O vírus da encefalite transmitida por carraças, por exemplo, tem sido historicamente observado em partes da Ásia, Europa Central e Oriental. Contudo, recentemente, surgiram casos nos Países Baixos e no Reino Unido, o que é preocupante, já que se considerava que o clima do Reino Unido era inadequado para a propagação deste vírus.
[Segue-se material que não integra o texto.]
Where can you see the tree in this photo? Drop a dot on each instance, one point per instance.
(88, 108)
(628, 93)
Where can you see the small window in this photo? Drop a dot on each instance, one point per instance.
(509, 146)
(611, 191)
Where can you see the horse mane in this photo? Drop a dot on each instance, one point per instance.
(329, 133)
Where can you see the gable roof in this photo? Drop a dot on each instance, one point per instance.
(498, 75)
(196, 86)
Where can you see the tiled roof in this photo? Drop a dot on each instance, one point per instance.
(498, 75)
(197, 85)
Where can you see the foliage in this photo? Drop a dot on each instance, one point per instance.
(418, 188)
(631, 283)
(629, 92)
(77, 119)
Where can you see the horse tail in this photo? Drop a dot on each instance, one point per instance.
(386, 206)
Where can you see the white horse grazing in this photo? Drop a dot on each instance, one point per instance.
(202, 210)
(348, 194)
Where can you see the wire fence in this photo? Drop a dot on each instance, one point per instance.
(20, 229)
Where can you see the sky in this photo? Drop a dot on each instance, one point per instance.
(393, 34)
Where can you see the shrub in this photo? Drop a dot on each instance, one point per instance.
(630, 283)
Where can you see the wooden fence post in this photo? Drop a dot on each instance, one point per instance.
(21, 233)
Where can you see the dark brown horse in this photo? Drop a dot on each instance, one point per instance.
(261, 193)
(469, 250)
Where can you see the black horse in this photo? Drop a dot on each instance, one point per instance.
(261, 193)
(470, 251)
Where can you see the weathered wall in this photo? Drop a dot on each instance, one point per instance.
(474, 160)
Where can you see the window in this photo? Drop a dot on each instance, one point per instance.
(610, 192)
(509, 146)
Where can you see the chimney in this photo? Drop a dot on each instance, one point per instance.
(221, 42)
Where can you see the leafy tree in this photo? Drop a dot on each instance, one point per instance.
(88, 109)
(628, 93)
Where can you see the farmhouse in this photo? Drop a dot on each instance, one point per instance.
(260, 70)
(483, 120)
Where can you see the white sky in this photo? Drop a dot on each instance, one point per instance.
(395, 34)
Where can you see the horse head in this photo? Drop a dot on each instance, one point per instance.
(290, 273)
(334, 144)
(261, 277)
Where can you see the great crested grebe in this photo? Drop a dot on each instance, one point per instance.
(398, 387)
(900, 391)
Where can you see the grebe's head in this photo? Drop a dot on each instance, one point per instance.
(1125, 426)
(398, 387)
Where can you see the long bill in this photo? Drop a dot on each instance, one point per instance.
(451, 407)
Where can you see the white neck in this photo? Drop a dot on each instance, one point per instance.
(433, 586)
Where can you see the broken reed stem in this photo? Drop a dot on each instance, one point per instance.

Nos países temperados do hemisfério norte, a doença de Lyme continua a ser a mais comum entre as doenças transmitidas por carraças. Contudo, outras doenças estão a surgir com maior frequência. Nos Estados Unidos, a anaplasmose humana está a tornar-se mais prevalente, enquanto na Europa, as infeções por febre hemorrágica da Crimeia-Congo estão a aumentar no sul e no leste do continente.

Dado o risco crescente de doenças transmitidas por carraças, a prevenção é essencial. Recomenda-se o uso de calças compridas e sprays repelentes ao caminhar ou acampar em áreas com vegetação alta. Ao regressar a casa, é importante verificar cuidadosamente o corpo e os animais de estimação, como cães, para garantir que não há carraças agarradas à pele.

Se for picado por uma carraça, deve removê-la o mais rapidamente possível, tendo cuidado para não deixar as peças bucais do inseto na pele. Caso desenvolva sintomas como febre, erupções cutâneas ou outros sintomas semelhantes aos da gripe, é aconselhável consultar o médico e informar sobre a picada.